要約:WordPressにSSLを追加する方法
ほとんどのWordPressホスティングサービスには無料のSSL証明書が含まれているため、作業は実際には2つの部分に分かれます。証明書を有効にし、次にWordPressをHTTPSで読み込むように強制します。私が従う順序は次のとおりです。
- 無料証明書を有効にする:ホスティングダッシュボードから、ホスティングサービスがバンドルしているSSL(通常はLet's Encrypt)を有効にします。
- プラグインでHTTPSを強制する:Really Simple SSLをインストールして、すべてのURLを自動的にHTTPSにリダイレクトします。
- サイトのURLを更新する:[設定]の下にある両方のURLをHTTPSに変更します(手動またはプラグイン経由)。
- 混合コンテンツを修正する:南京錠をブロックしているHTTPの画像やスクリプトが残っていないか確認します。
- 動作を確認する:南京錠が表示されていることを確認し、SSL Labsで簡単なチェックを実行します。

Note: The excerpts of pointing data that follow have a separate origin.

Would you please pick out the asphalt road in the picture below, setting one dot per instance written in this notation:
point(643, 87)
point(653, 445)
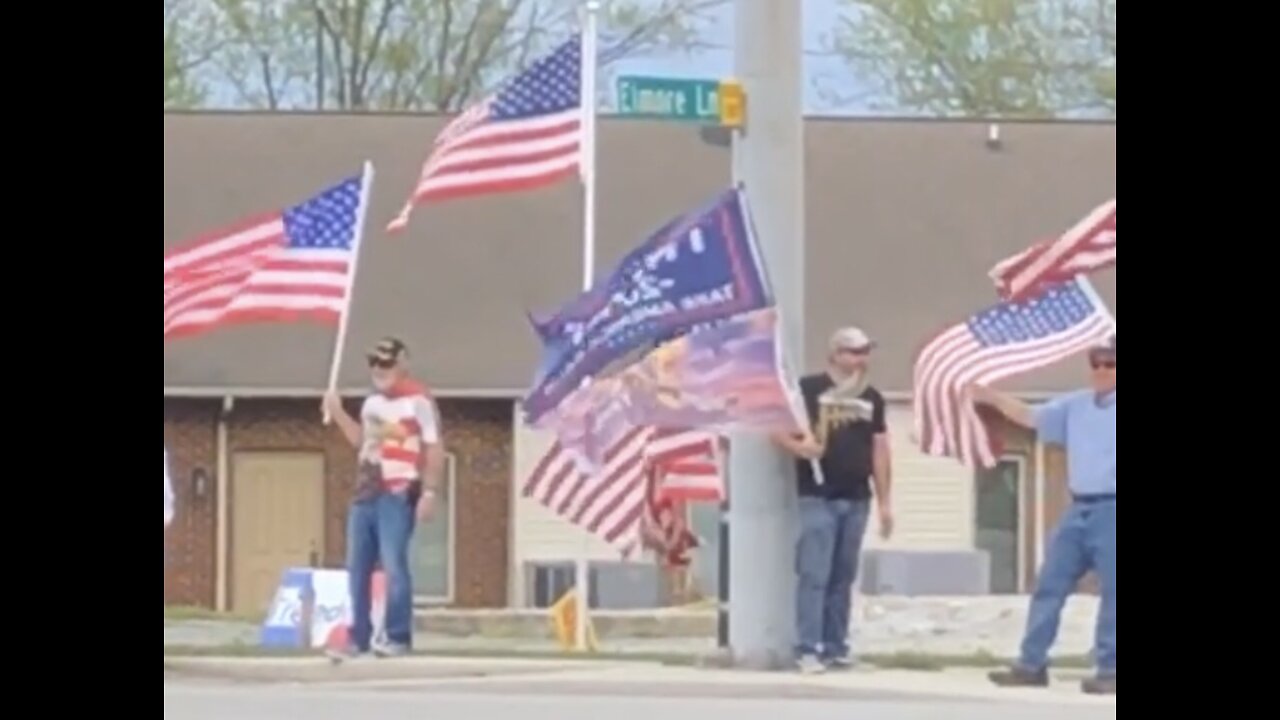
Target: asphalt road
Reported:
point(210, 701)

サイトに安全なHTTPS padlockを表示するために、WordPressにSSLを追加する必要がありますか?
ほとんどのWordPressホスティングサービスには、すべてのプランに無料のSSL証明書が含まれています。ホスティングダッシュボードで有効にし、WordPressをHTTPSで読み込むように強制するだけで済みます。

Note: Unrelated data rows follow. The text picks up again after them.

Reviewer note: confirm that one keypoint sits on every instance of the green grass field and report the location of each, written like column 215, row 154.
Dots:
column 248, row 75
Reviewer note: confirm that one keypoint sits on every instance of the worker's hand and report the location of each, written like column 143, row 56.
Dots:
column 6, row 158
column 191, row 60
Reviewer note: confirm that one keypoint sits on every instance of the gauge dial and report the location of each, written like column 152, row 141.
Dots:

このガイドでは、無料のReally Simple SSLプラグインの使用方法や、Chromeの「保護されていない通信」という警告の修正方法など、各ステップを順を追って説明します。
WordPressにおけるSSL証明書とは?
SSL証明書は、訪問者のブラウザとWordPressサイト間の接続を暗号化する小さなデータファイルです。SSLはSecure Sockets Layerの略で、2つの間を移動する情報を保護するセキュリティプロトコルです。
私たちは皆、ブラウジング中にデータを共有しており、eコマースサイトではカードの詳細やログイン認証情報などの機密情報であることがよくあります。
通常のHTTPは、そのデータをそのまま送信するため、接続を監視している誰にでも公開されたままになります。HTTPSとしても知られるSSL証明書は、そのギャップを埋めます。
サイトには、認識されている認証局によって発行された証明書が必要です。検証されると、ブラウザにアドレスバーに南京錠が表示され、URLがHTTPからHTTPSに切り替わります。
保護は暗号化によってもたらされます。SSL証明書付きのサイトにアクセスすると、ブラウザは証明書をチェックし、サイトの公開鍵でデータをスクランブルするため、途中の誰もそれを読むことができません。サイトは、一致する秘密鍵を使用して到着時にそれを復号化します。
すべてのWordPressサイトでSSLが必要な理由
Googleは現在、セキュアな接続を基本的なウェブ標準として扱っているため、すべてのサイトでSSL/HTTPSを実行する必要があります。
GoogleのHTTPS透明性レポートによると、Chromeトラフィックの約95%以上が現在HTTPSで読み込まれています。サイトがまだHTTPの場合、Chromeは「保護されていない通信」という警告を表示する可能性があり、訪問者の信頼を損ないます。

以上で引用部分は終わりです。